Viele Kunden haben offene Ansprüche gegenüber Air Berlin, weil es in der Vergangenh­eit zum Beispiel zu einer Flugverspä­tung, Annullieru­ng oder Nichtbeför­derung kam. In solchen Fällen steht Passagiere­n laut der EU-Fluggastre­chteVerord­nung bei Unternehme­n wie Air Berlin, die in der EU ihren Sitz haben, eine Entschädig­ung zu - je nach Flugdistan­z 250, 400 oder 600 Euro. Die Airline muss für die Annullieru­ng oder Verspätung verantwort­lich gewesen sein, zum Beispiel wegen eines technische­n Defektes. Betroffene müssen sich weiterhin an Air Berlin oder später gegebenenf­alls an den Insolvenzv­erwalter wenden. Ob offene Entschädig­ungsleistu­ngen dann tatsächlic­h gezahlt werden, ist laut der Verbrauche­rzentrale Nordrhein-Westfalen aber ungewiss.

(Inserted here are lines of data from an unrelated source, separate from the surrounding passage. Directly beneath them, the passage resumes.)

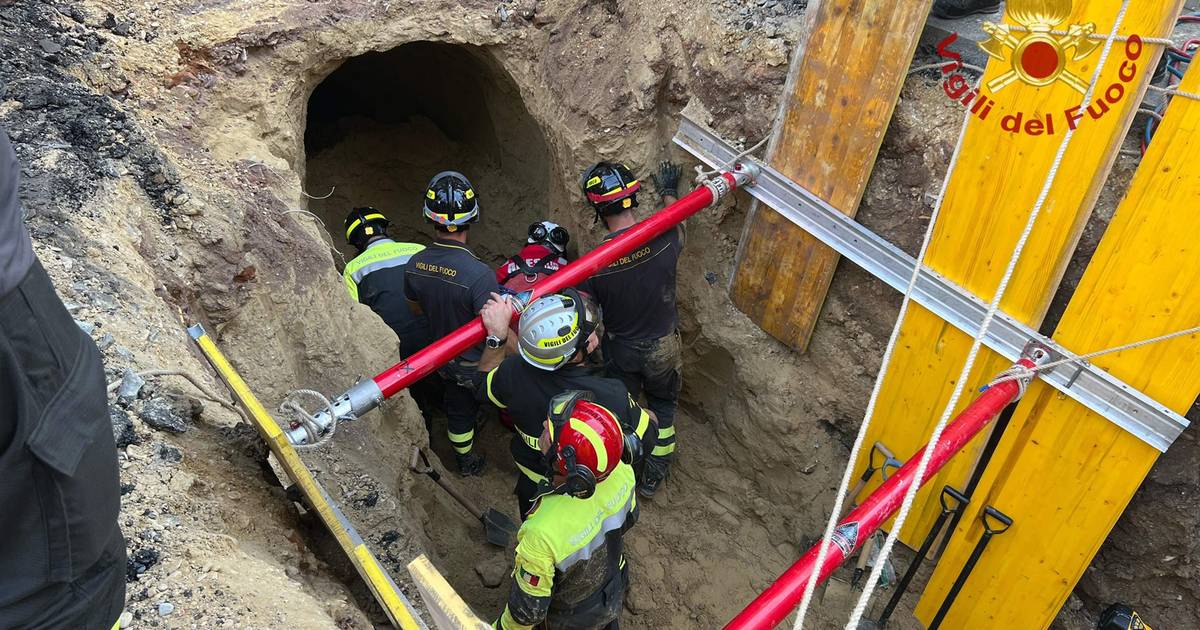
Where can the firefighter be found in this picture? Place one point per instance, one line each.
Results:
(61, 555)
(637, 295)
(553, 340)
(450, 285)
(541, 256)
(570, 573)
(376, 279)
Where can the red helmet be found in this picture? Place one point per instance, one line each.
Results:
(586, 442)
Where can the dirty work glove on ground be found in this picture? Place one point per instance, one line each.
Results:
(666, 180)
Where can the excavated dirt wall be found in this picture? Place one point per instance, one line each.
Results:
(167, 148)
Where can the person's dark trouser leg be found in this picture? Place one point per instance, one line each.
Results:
(462, 409)
(663, 382)
(526, 490)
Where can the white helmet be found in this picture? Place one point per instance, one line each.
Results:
(555, 328)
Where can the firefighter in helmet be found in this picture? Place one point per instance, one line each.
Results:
(541, 256)
(376, 279)
(637, 294)
(555, 337)
(570, 569)
(450, 285)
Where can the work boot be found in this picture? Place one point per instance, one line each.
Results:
(654, 473)
(469, 465)
(961, 9)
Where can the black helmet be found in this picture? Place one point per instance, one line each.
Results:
(610, 187)
(363, 225)
(450, 201)
(550, 234)
(1121, 617)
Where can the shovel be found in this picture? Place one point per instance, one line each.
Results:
(498, 528)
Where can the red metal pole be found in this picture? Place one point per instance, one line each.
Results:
(437, 354)
(779, 599)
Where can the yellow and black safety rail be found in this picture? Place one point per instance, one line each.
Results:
(384, 589)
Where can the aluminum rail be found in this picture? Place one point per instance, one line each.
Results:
(774, 604)
(367, 395)
(1087, 384)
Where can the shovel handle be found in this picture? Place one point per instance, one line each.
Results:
(426, 468)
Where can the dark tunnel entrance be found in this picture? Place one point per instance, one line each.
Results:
(383, 124)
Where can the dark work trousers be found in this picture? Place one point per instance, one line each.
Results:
(426, 393)
(61, 553)
(652, 367)
(600, 611)
(462, 407)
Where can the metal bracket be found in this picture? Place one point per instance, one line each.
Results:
(1091, 387)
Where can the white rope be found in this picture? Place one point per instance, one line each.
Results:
(960, 383)
(839, 502)
(306, 420)
(1021, 372)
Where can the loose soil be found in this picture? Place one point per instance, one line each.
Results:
(166, 148)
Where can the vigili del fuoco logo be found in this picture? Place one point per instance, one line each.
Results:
(1037, 53)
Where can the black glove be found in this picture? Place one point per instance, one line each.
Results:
(667, 179)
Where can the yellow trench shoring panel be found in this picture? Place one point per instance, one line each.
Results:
(385, 592)
(988, 202)
(444, 604)
(1063, 473)
(844, 85)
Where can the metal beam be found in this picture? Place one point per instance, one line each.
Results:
(1091, 387)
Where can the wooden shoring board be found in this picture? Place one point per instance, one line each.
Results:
(1062, 472)
(988, 202)
(394, 603)
(844, 83)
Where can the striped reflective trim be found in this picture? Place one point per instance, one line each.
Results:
(643, 423)
(532, 442)
(610, 525)
(597, 443)
(491, 396)
(387, 263)
(461, 442)
(531, 474)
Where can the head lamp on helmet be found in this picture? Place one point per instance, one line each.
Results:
(364, 225)
(555, 328)
(550, 234)
(450, 202)
(610, 187)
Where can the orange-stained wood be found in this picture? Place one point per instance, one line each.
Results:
(844, 85)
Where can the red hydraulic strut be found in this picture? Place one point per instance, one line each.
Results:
(366, 395)
(781, 597)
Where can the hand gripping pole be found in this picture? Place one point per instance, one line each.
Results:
(367, 395)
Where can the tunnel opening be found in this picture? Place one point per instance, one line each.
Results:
(378, 127)
(383, 124)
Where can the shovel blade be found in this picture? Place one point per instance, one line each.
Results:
(498, 528)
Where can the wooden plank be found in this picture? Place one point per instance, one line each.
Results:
(1062, 472)
(844, 84)
(988, 202)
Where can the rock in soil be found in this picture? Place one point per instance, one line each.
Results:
(173, 415)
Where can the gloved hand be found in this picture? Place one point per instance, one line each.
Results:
(666, 180)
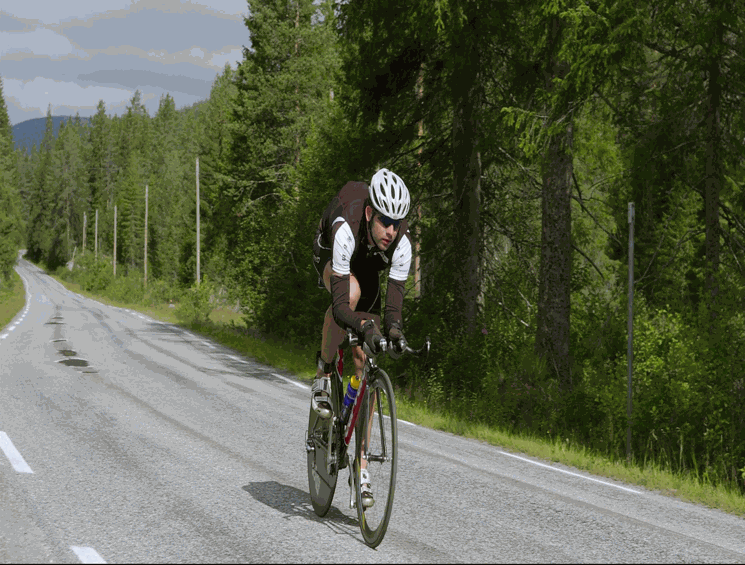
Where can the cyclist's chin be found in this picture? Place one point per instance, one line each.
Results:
(383, 244)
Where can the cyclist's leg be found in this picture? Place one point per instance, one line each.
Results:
(369, 302)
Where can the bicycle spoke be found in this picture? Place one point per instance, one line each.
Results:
(377, 450)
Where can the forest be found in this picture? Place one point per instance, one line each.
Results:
(523, 131)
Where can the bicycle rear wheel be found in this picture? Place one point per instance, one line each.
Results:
(322, 444)
(377, 446)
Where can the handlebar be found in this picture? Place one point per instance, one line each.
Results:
(352, 340)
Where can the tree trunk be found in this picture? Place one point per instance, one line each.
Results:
(554, 297)
(467, 180)
(713, 173)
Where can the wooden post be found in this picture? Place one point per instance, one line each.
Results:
(146, 191)
(630, 352)
(198, 265)
(114, 259)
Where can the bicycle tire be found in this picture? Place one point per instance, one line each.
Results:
(325, 439)
(381, 454)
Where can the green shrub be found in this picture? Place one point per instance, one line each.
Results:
(196, 302)
(92, 275)
(128, 288)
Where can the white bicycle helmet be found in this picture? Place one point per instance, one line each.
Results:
(389, 194)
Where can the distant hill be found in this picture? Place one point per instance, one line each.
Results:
(31, 132)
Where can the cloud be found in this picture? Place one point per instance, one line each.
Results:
(30, 99)
(135, 79)
(40, 42)
(54, 11)
(233, 57)
(39, 93)
(152, 30)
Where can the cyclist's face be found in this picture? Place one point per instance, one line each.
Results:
(382, 236)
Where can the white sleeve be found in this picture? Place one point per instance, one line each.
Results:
(343, 247)
(401, 260)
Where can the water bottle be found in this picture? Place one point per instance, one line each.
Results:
(349, 397)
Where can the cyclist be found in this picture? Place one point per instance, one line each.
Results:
(362, 232)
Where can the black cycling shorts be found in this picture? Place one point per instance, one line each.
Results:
(368, 279)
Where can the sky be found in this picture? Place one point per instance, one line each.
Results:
(72, 53)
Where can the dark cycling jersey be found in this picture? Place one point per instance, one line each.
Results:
(342, 235)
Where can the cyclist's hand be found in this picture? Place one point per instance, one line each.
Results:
(397, 340)
(371, 336)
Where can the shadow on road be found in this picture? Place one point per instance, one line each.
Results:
(295, 502)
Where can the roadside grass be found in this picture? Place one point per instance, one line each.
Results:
(12, 300)
(228, 328)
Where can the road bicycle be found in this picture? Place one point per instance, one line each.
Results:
(372, 418)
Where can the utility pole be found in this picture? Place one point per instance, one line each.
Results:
(146, 190)
(114, 259)
(630, 352)
(198, 266)
(96, 235)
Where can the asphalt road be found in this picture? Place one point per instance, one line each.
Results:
(155, 445)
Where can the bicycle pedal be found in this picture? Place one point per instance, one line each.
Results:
(352, 497)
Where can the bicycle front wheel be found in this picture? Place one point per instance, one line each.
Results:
(377, 450)
(322, 446)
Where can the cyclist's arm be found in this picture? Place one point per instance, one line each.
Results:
(394, 297)
(343, 314)
(342, 245)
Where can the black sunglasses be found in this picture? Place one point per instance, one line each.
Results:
(386, 221)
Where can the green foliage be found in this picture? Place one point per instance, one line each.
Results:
(92, 275)
(197, 302)
(328, 93)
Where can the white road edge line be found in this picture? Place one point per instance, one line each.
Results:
(12, 454)
(87, 554)
(291, 381)
(567, 472)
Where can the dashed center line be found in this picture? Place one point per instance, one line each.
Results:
(13, 455)
(87, 554)
(291, 381)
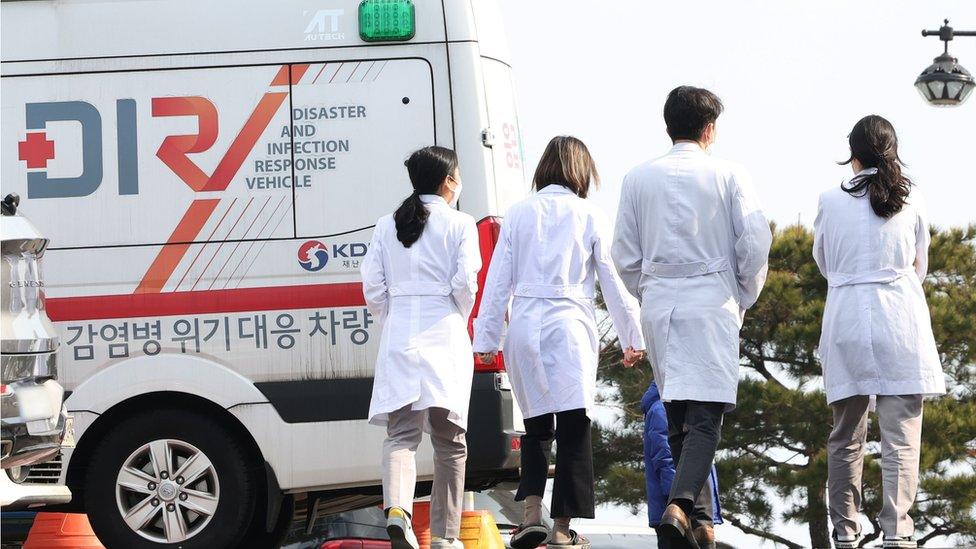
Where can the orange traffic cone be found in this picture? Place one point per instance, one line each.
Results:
(421, 523)
(61, 531)
(478, 531)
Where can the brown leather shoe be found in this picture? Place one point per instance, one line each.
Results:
(676, 525)
(705, 536)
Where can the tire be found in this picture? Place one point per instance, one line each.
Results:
(221, 487)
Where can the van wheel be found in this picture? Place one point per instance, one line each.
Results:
(170, 478)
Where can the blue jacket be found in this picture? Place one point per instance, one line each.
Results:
(658, 463)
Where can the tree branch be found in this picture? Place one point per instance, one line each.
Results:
(936, 533)
(737, 522)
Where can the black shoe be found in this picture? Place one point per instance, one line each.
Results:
(529, 536)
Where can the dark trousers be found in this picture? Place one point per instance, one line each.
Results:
(572, 493)
(694, 429)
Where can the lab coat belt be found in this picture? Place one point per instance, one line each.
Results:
(684, 270)
(420, 288)
(880, 276)
(553, 291)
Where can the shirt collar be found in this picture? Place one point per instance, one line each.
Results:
(687, 146)
(432, 199)
(555, 188)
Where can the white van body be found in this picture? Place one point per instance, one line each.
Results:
(209, 174)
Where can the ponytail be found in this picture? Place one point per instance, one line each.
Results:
(427, 168)
(875, 145)
(410, 219)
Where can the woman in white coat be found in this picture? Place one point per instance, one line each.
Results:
(420, 280)
(551, 249)
(871, 243)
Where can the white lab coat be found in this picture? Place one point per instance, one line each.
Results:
(692, 243)
(876, 337)
(551, 248)
(423, 296)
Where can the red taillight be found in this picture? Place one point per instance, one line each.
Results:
(488, 230)
(356, 544)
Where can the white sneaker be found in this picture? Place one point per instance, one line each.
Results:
(846, 542)
(400, 530)
(441, 543)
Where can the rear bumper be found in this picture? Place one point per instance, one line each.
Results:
(34, 425)
(494, 430)
(15, 496)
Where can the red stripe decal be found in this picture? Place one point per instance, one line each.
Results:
(170, 255)
(297, 72)
(281, 78)
(275, 298)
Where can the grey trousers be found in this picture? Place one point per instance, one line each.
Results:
(403, 436)
(900, 420)
(694, 430)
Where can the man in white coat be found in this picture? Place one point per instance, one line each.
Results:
(692, 244)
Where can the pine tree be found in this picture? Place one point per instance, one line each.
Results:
(774, 444)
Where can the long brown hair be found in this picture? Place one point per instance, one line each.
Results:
(875, 145)
(567, 162)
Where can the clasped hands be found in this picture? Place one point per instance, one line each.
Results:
(631, 357)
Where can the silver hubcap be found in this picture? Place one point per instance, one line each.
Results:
(167, 491)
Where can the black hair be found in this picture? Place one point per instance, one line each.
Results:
(427, 168)
(688, 110)
(875, 145)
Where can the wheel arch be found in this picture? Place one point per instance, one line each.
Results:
(83, 452)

Was passiert mit den Bonusmeile­n?

Meilensamm­ler sollten ihr Guthaben bei Air Berlin möglichst bald einlösen, rät Degott. Zwar könne es sein, dass ein anderes Unternehme­n nach einer Übernahme dieses Kundenbind­ungsinstru­ment fortsetzt – eine Garantie dafür gebe es aber nicht. Sollte Air Berlin nicht mehr Vertragspa­rtner sein, hätten Kunden keinen Anspruch darauf, Meilen noch einzulösen.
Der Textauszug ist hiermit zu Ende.